Également résidant de Mercier-Est, Yacouba Sedion est conscient qu’il devra mettre les bouchées doubles en matière de publicité. « Nous allons faire un effort supplémentaire pour mieux nous faire connaître auprès des citoyens en distribuant des dépliants dans le secteur. Nous aimerions également créer un contact avec les personnes qui vivent dans les résidences pour retraités qui sont près d’ici », ajoute-t-il. De plus, il aimerait offrir des rabais aux parents dont les enfants fréquentent la garderie située tout à côté. « Idéalement, nous aimerions connaître notre clientèle et leurs habitudes et savoir qu’à telle heure, tel parent vient chercher son café et son croissant qui seront prêts pour lui », cite-t-il en exemple. Idem avec les aînés du coin.
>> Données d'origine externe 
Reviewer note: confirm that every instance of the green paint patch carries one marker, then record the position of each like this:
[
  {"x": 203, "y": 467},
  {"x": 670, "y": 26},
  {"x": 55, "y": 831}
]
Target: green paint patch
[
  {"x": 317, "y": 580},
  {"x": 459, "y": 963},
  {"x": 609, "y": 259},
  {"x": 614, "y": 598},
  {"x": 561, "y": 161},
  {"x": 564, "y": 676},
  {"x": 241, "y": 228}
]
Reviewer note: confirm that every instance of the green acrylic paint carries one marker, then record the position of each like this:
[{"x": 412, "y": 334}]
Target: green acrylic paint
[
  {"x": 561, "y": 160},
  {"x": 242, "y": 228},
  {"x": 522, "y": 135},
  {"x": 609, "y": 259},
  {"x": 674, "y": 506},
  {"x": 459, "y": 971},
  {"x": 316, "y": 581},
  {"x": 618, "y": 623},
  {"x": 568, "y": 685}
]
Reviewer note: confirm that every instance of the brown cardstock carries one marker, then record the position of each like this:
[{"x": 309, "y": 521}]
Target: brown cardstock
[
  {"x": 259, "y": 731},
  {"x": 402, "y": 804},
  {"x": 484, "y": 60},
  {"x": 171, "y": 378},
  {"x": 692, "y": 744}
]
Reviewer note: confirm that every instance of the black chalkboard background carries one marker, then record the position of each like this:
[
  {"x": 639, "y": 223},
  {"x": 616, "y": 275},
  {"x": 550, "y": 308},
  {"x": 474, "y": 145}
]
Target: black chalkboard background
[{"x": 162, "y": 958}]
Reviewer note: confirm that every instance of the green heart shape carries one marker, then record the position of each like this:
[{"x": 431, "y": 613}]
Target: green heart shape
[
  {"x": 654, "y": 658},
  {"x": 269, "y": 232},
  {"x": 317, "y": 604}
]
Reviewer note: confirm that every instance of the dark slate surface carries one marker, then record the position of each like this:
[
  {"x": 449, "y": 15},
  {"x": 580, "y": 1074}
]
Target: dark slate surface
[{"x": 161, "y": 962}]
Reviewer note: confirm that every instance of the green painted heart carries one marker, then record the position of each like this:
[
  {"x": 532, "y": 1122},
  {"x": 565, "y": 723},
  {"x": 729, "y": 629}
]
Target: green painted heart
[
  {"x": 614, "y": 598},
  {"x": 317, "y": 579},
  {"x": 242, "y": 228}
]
Car, malgré les hauts et les bas, Yacouba Sedion n’a pas changé sa vision des affaires. « Pour moi, un café c’est beaucoup plus qu’un commerce. Cela fait carrément partie de la vie de quartier et j’y crois fermement. » C’est pourquoi, en plus d’offrir un accueil chaleureux à tous, familles, travailleurs et autres, les Up Cafés sont l’hôte d’activités organisées par les groupes communautaires. Le commerce s’est même transformé en salle de spectacles à l’occasion. Une programmation, actuellement au ralenti, que le propriétaire, également consultant en haute technologie, aimerait bien relancer au fil du temps.

En attendant, Yacouba Sedion se laisse quelques mois de sursis pour voir comment les affaires tourneront. S’il n’espère pas nécessairement engranger beaucoup de profit dans l’aventure, l’homme originaire de la Côte-d’Ivoire considère plutôt son expérience dans le quartier comme un laboratoire pour tester le concept Up Café, faire des essais-erreurs et exporter l’idée. « J’aimerais atteindre l’équilibre budgétaire avec mes deux succursales de Mercier-Est et ensuite ouvrir ailleurs, dans des endroits où la demande est plus forte pour ce genre de commerce. » D’ici la fin de 2017, il aimerait ouvrir une dizaine de succursales à travers Montréal.